The 1st Army fought in the fall of 1944 as part of the 3rd Ukrainian Front on Yugoslav and Hungarian soil. Due to its own supply bottlenecks, the 1st Army received 44 aircraft, 65 T-34 tanks, 410 artillery pieces, 115 anti-aircraft artillery pieces, 370 grenade launchers, 370 transport vehicles and around 30,000 hand weapons from the Red Army in the spring of 1945.
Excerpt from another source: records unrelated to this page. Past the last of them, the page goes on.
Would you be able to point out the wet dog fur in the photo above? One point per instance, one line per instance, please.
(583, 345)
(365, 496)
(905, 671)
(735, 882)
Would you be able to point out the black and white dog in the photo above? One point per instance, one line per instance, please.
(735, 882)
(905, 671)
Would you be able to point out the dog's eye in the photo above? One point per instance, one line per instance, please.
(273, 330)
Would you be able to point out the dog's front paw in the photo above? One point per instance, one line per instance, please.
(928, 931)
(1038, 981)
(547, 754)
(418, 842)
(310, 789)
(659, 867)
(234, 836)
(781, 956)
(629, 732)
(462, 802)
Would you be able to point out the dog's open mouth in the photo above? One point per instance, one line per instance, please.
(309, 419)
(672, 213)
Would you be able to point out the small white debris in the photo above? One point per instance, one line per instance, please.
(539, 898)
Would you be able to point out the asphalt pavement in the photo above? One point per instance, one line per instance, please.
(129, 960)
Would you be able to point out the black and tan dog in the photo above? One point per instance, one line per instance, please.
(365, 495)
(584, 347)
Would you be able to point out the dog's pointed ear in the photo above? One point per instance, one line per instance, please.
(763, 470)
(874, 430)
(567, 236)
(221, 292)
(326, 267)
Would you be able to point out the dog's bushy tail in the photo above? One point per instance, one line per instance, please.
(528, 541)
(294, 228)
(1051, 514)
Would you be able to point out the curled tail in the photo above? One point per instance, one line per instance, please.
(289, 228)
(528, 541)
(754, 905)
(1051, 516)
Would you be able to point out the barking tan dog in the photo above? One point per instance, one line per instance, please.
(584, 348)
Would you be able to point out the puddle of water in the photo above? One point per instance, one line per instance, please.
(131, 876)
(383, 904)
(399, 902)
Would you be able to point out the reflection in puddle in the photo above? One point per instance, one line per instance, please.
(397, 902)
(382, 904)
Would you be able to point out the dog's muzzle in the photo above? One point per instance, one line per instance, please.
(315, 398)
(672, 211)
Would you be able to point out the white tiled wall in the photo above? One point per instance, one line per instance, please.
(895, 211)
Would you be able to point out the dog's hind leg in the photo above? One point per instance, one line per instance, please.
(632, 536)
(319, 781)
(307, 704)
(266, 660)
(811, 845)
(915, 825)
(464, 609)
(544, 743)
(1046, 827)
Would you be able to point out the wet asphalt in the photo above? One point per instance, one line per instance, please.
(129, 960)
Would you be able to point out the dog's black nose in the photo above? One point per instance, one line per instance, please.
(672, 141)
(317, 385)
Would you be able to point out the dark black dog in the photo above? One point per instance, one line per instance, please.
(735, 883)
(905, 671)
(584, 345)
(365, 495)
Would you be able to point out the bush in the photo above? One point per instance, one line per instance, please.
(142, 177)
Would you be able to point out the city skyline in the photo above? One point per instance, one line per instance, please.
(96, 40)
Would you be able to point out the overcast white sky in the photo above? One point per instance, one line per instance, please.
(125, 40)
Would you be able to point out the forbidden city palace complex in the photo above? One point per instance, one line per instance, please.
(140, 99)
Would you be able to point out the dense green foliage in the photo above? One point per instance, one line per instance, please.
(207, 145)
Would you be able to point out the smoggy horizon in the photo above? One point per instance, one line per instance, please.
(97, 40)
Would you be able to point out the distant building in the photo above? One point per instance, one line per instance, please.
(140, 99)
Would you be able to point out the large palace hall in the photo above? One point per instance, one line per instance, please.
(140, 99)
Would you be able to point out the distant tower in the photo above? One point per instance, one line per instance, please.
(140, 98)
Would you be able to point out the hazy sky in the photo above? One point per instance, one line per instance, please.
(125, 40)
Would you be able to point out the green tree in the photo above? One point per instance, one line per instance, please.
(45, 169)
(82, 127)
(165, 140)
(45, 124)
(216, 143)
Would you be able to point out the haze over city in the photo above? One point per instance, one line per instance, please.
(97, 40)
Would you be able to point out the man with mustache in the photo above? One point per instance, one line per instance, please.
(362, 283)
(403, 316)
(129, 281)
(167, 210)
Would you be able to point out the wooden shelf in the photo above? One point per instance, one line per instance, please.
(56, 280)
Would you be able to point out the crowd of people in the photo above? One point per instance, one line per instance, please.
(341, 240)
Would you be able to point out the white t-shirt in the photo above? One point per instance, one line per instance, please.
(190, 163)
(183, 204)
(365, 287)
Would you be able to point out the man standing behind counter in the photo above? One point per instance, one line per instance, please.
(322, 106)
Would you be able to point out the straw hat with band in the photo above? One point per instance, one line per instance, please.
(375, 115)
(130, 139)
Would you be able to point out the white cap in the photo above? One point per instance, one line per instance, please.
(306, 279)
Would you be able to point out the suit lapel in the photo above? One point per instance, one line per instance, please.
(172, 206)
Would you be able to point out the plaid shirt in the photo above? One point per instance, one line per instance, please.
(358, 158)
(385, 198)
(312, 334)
In Operation Spring Awakening , the Germans attacked in three directions. In the north at Lake Balaton, in the middle against the Soviet 57th Army and the Bulgarian 3rd Corps in the direction of Pécs and on the south wing over the Drava in the direction of Valpovo (today's Croatia) against the Bulgarian 4th Corps and the Yugoslav 3rd Army . Despite heavy losses and poor conditions in winter, the Germans managed to stop by March 15, 1945 and to push back behind the Drava by March 19.

Structure in March 1945

3. bulgar. Corps Lieutenant General Todor Toshew

  • Bulg. 8th Division Major General Boris Harizanov
  • Bulg. 10th Division Major General Ivan Hubenov
  • Bulg. 12th Division General Stephen Taralezhkov

4. bulgar. Corps General Stoyan Trendafilow

  • Bulg. 3rd Division Major General Vasil Lyubenow
  • Bulg. 11th Division Major General Angel Dotsev
  • Bulg. 16th Division Major General Tsonyo Ganew
  • Bulgarian Guard Division Major General Sławczo Trynski

The main objective of the Bulgarians remained to divert and bind the German 6th Army before the main Soviet thrust in the direction of Vienna . In order to protect the south wing of the 3rd Ukrainian Front, the Bulgarians advanced to Völkermarkt in Carinthia as part of the “ Vienna Operation ” until the beginning of May 1945 . 20 km from Klagenfurt they met the British 8th Army advancing from Italy over the Wurzenpass .

Individual evidence

  1. Войната между България и Турция, vol. II , Sofia, 1928, pp. 649-652.
  2. Кратък обзор на бойния състав, организацията, попълването и мобилизацията на на бългиарската; на бългиарската ; pag. 92
  3. А.Христов. Исторически преглед на войната на България срещу всички балкански държави , Publishing House Печаната, Печатикица на Армет34, 19.
  4. Austria-Hungary's last war. Volume III, Vienna 1932, pp. 227, 239, 265f.
  5. Gosztony, Peter: Stalin's Foreign Armies . Bernard & Graefe Verlag, Bonn, 1991, ISBN 3-7637-5889-5 , p. 211.

literature

  • Richard C. Hall: The Balkan Wars, 1912-1913: Prelude to the First World War . Routledge, 2000, ISBN 0-415-22946-4 .
  • Edward J. Erickson: Defeat in Detail: The Ottoman Army in the Balkans, 1912-1913 . Greenwood Publishing Group, 2003, ISBN 0-275-97888-5 .
  • Richard Hall: Balkan Breakthrough: The Battle of Dobro Pole 1918 . Indiana University Press, 2010, ISBN 0-253-35452-8 .
  • Peter Gosztony: Stalin's Foreign Armies . Bernard & Graefe Verlag, Bonn 1991, ISBN 3-7637-5889-5 .
  • Andrew Mollo: The Armed Forces of World War II . Crown, New York 1981, ISBN 0-517-54478-4 . .
  • J. Lee Ready: World War Two Nation by Nation . Arms and Armor Press, London 1995.
  • Thomas Nigel, Mikulan, Krunoslav: Axis Forces in Yugoslavia 1941–45 . Osprey, Oxford / New York 1995, ISBN 1-85532-473-3 .
  • Щаб на войската: Българската армия в Световната война, vol. II. Държавна печатница, Sofia 1938.
  • Щаб на войската: Българската армия в Световната война, vol. IV. Държавна печатница, Sofia 1940.
  • Петър Дошкинов: Чеганската операция. Книга 2 . Печатница на военно-издателския фонд, Sofia 1940.